# Inroduction


[![Run in Colab](https://pathway.com/assets/colab-badge.svg)](https://colab.research.google.com/drive/1psChcNIg-CP9GkrCclcUksR6MpABPw0E?usp=sharing)

In [None]:
!pip install pathway bokeh --quiet

In [None]:
import numpy as np
import pandas as pd
import matplotlib.pyplot as plt
import datetime
from datetime import datetime
import pathway as pw
import bokeh.plotting
import panel as pn

# Step 1: Importing and Preprocessing the Data

In [None]:
df = pd.read_csv('/content/dataset.csv', index_col= 0)
df.head()

# You can find the dataset here which was given with problem statement: https://drive.google.com/file/d/1RqHF3zphAFOtYZgReDJUxEFweOiVAxqP/view?usp=drive_link or in the github repo

In [None]:
df.shape

## Eventhough we have 11 columns we will only be using Timestamp(Data & Time combined together), LocationID (which is combined with Latitude and Longitude), Occupancy and Capacity for the base model

In [None]:
mapping = {'low': 0, 'average': 0.5, 'high': 1}

# Apply the mapping
df['TrafficConditionNearby'] = df['TrafficConditionNearby'].map(mapping)

In [None]:
maps = {'car': 0.75 , 'bike': 0.5 , 'truck': 1, 'cycle': 0.25}
df['VehicleType'] = df['VehicleType'].map(maps)

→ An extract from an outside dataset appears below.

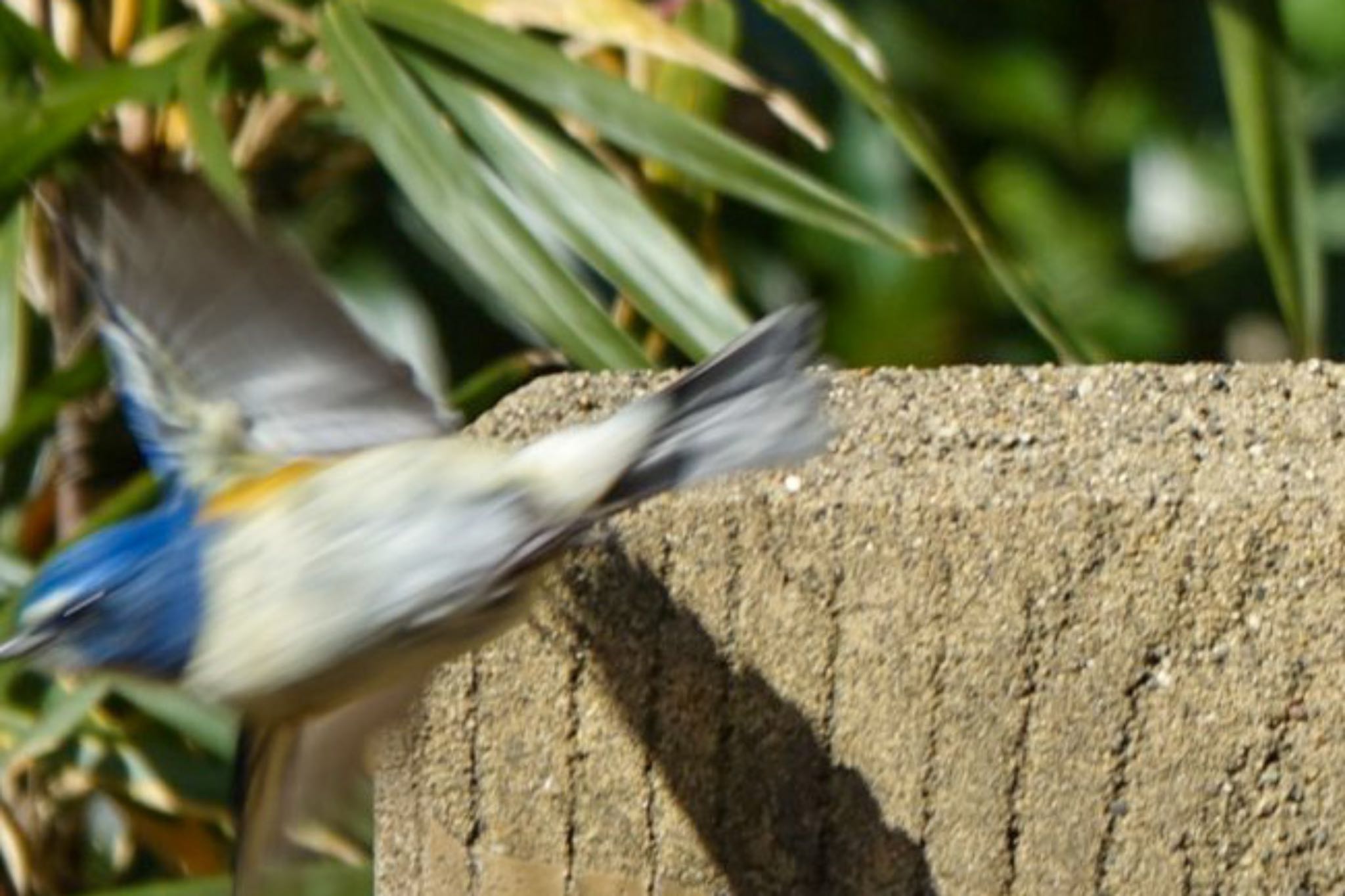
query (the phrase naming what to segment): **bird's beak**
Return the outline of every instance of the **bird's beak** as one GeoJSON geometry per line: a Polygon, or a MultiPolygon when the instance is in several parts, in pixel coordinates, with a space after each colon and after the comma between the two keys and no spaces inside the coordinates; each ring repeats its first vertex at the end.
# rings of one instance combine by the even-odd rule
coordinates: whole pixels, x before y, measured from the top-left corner
{"type": "Polygon", "coordinates": [[[55,632],[40,628],[19,632],[9,640],[0,643],[0,662],[27,657],[48,644],[55,636],[55,632]]]}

## we are mapping weights based on area they occupy (automobiles) and how much the traffic is and they are normalised before hand to narrow down normalisation in later streaming phase

In [None]:
# Combine the 'LastUpdatedDate' and 'LastUpdatedTime' columns into a single datetime column
df['Timestamp'] = pd.to_datetime(df['LastUpdatedDate'] + ' ' + df['LastUpdatedTime'],
                                  format='%d-%m-%Y %H:%M:%S')
# Combine the 'Latitude' and 'Longitude' columns into a single datetime column
df['LocationID'] = df['Latitude'].astype(str) + ',' + df['Longitude'].astype(str)
# Sort the DataFrame by the new 'Timestamp' column and reset the index
df = df.sort_values('Timestamp').reset_index(drop=True)

In [None]:

LOCATIONS = df.LocationID.unique() #will be useful when we will have to view price fluctuation in different locations in bokeh

In [None]:
# Save the selected columns to a CSV file for streaming or downstream processing
df[["Timestamp", "Occupancy", "Capacity", "LocationID", "TrafficConditionNearby" ,"QueueLength" , "IsSpecialDay" , "VehicleType"	]].to_csv("parking_stream.csv", index=False)


In [None]:
# Load the data as a simulated stream using Pathway's replay_csv function
# This replays the CSV data at a controlled input rate to mimic real-time streaming
# input_rate=1000 means approximately 1000 rows per second will be ingested into the stream.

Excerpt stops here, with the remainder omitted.